Обсуждение: Re: [HACKERS] Boom filters for hash joins (was: A design for amcheckheapam verification)

Поиск
Список
Период
Сортировка

Re: [HACKERS] Boom filters for hash joins (was: A design for amcheckheapam verification)

От
Robert Haas
Дата:
On Tue, Aug 29, 2017 at 10:22 PM, Thomas Munro
<thomas.munro@enterprisedb.com> wrote:
> Indeed.  Thank you for working on this!  To summarise a couple of
> ideas that Peter and I discussed off-list a while back:  (1) While
> building the hash table for a hash join we could build a Bloom filter
> per future batch and keep it in memory, and then while reading from
> the outer plan we could skip writing tuples out to future batches if
> there is no chance they'll find a match when read back in later (works
> only for inner joins and only pays off in inverse proportion to the
> join's selectivity);

You could try to use this with LEFT JOINs also, I think.  If you find
that a row can't match later, don't write it to the batch file;
instead, return a null-extended row immediately.

> (2) We could push a Bloom filter down to scans
> (many other databases do this, and at least one person has tried this
> with PostgreSQL and found it to pay off[1]).

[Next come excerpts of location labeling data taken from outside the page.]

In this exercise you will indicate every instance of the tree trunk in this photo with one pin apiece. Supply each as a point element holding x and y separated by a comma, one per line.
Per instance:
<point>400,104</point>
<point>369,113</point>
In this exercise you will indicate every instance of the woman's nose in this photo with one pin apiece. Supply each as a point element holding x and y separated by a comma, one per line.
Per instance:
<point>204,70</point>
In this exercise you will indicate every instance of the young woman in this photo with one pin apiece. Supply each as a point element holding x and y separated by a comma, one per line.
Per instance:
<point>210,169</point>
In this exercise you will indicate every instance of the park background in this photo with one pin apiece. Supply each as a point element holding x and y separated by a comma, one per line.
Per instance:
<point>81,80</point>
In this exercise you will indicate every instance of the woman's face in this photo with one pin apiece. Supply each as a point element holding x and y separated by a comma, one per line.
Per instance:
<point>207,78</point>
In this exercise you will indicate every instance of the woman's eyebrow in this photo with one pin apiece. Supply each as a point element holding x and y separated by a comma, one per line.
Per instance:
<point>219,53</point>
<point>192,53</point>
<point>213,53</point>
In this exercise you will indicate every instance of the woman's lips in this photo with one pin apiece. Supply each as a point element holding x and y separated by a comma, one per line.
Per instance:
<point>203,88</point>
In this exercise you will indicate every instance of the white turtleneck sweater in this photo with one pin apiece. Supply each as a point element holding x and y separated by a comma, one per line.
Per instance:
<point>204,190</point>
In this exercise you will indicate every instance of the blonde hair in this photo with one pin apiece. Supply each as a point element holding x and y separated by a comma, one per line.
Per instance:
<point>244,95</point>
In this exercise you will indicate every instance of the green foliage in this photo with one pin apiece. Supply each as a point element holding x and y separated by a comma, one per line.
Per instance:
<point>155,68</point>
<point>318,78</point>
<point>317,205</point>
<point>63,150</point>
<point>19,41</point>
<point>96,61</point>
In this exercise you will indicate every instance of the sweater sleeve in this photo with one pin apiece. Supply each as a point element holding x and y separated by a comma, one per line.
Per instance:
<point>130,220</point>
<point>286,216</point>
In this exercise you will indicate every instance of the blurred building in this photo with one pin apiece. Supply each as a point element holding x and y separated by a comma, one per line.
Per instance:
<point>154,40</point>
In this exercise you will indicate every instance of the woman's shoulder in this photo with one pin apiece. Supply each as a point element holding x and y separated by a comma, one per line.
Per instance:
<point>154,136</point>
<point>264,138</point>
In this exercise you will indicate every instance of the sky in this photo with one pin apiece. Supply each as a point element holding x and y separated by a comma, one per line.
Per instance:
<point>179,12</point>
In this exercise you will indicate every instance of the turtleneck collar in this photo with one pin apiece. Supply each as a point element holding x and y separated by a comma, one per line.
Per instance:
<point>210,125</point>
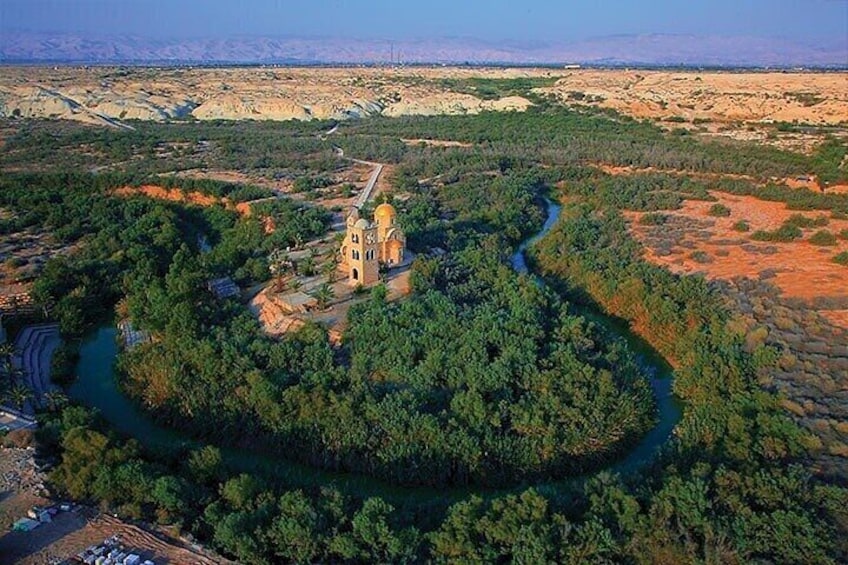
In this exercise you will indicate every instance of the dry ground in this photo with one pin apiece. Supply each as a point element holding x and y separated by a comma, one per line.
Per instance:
<point>709,245</point>
<point>735,104</point>
<point>71,532</point>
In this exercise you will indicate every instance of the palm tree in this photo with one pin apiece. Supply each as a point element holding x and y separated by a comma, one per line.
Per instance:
<point>18,395</point>
<point>6,351</point>
<point>56,400</point>
<point>329,270</point>
<point>324,294</point>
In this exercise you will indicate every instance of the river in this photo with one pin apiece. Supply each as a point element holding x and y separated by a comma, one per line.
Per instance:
<point>96,387</point>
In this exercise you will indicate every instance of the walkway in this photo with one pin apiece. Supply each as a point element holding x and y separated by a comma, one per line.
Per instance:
<point>34,350</point>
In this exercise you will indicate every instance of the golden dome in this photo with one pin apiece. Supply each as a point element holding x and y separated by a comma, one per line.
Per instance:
<point>384,210</point>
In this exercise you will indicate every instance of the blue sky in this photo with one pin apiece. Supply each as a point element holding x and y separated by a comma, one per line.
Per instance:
<point>521,20</point>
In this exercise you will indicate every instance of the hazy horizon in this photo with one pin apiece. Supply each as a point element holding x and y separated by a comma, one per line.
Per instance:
<point>812,21</point>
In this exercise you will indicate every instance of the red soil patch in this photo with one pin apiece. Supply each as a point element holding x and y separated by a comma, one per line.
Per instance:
<point>799,269</point>
<point>436,142</point>
<point>171,194</point>
<point>810,183</point>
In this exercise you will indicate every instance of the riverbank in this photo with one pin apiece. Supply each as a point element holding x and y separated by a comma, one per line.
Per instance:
<point>97,387</point>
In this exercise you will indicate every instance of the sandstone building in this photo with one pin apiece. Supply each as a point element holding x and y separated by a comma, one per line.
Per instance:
<point>368,244</point>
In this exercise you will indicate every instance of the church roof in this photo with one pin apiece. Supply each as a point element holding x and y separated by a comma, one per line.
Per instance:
<point>385,210</point>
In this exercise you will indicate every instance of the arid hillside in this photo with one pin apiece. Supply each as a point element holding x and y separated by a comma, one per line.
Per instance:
<point>710,101</point>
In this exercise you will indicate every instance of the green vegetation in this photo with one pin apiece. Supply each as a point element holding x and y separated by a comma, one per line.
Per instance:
<point>786,232</point>
<point>801,221</point>
<point>719,211</point>
<point>495,88</point>
<point>653,219</point>
<point>823,237</point>
<point>479,377</point>
<point>742,226</point>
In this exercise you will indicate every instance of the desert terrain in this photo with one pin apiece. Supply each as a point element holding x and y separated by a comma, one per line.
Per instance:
<point>790,294</point>
<point>22,487</point>
<point>744,105</point>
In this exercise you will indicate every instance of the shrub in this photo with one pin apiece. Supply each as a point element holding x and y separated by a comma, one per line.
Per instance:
<point>823,237</point>
<point>19,438</point>
<point>701,257</point>
<point>786,232</point>
<point>801,221</point>
<point>653,219</point>
<point>719,211</point>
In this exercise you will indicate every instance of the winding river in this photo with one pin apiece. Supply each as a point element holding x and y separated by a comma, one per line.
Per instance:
<point>96,387</point>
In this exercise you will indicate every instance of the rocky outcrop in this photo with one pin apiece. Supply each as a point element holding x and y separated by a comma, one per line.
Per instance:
<point>449,103</point>
<point>108,96</point>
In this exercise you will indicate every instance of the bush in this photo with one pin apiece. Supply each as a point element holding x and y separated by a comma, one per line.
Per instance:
<point>823,237</point>
<point>653,219</point>
<point>19,438</point>
<point>719,211</point>
<point>801,221</point>
<point>786,232</point>
<point>701,257</point>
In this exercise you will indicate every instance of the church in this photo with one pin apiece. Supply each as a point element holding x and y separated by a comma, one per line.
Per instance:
<point>368,244</point>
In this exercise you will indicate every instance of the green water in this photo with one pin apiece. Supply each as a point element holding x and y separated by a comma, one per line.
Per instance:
<point>96,387</point>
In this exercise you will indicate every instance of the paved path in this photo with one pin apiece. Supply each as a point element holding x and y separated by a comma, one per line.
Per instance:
<point>34,350</point>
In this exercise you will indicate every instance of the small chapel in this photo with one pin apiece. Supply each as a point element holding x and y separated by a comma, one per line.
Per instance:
<point>368,244</point>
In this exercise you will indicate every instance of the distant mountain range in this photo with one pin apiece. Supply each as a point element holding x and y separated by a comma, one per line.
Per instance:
<point>655,49</point>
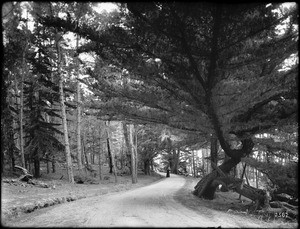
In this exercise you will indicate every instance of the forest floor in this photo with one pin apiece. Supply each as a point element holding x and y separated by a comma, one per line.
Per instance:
<point>228,202</point>
<point>18,198</point>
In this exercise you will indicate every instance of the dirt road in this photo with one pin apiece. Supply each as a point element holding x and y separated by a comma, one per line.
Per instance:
<point>149,206</point>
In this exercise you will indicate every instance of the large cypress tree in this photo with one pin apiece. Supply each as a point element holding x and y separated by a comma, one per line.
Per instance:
<point>202,67</point>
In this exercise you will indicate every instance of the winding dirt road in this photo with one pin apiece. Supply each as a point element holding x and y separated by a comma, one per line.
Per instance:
<point>149,206</point>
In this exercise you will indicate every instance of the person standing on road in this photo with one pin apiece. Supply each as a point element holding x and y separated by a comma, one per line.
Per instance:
<point>168,172</point>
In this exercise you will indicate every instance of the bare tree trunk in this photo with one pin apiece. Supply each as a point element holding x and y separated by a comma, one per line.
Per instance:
<point>112,154</point>
<point>22,106</point>
<point>64,116</point>
<point>194,167</point>
<point>213,150</point>
<point>53,164</point>
<point>78,124</point>
<point>84,152</point>
<point>128,135</point>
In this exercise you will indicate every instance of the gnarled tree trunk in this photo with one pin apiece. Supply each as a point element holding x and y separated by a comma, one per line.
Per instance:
<point>205,187</point>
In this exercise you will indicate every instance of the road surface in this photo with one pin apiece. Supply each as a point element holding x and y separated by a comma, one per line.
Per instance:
<point>149,206</point>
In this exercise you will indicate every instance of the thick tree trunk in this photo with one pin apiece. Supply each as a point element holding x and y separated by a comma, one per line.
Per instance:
<point>64,115</point>
<point>205,187</point>
<point>78,123</point>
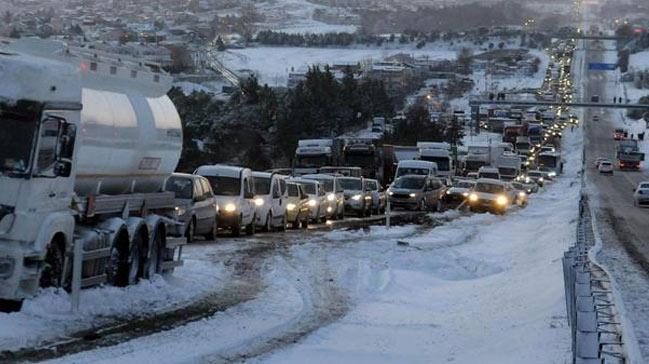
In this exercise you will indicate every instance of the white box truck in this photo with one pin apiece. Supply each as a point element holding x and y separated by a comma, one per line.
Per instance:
<point>87,143</point>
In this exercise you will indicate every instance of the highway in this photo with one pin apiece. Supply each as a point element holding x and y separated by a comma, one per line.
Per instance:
<point>624,229</point>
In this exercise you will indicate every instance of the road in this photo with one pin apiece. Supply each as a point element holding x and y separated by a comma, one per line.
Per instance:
<point>624,229</point>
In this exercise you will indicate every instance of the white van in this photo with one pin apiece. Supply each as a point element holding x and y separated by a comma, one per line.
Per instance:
<point>269,201</point>
<point>416,167</point>
<point>235,193</point>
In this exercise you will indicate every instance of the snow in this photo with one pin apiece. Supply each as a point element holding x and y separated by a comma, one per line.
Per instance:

I think the hard part is going to be figuring out a query planner
framework for this, because pushing down the Bloom filter down to the
scan changes the cost and the row-count of the scan.  This is
essentially a less-tractable version of the problem of deciding how
many parallel workers to use; in that case, at least, the number of
works must be an integer, so we could resort to trying them all, if
the costing model were otherwise good enough.  But here the thing that
matters is selectivity, which is a continuous rather than discrete.
Consider:

SELECT * FROM A LEFT JOIN (B INNER JOIN C ON B.x = C.x) ON A.y = B.y
LEFT JOIN D ON A.z > D.z;

Since the A-D join is not an equijoin, we'll have to implement it as a
nested loop; a case could also arise where a nested loop is the only
efficient strategy even for an equijoin, for example if D is huge.

Now, suppose the join to B-C is going to knock out 90% of the rows and
the join to D is going to knock out 50% of the rows, and that these
two percentages are independent of each other.  Normally, it would be
a slam-dunk to perform the B-C join first, but the Bloom filter
muddies the waters, because it might well be the case that what we
should really do is build the Bloom filter, apply it, then do the A-D
join, and do the A-(B-C) join last.  However, in order for the planner
to find that plan, it's going to need to be able to cost the nestloop
with an outer path that corresponds to a scan of A with the Bloom
filter applied.  And where is that path going to come from?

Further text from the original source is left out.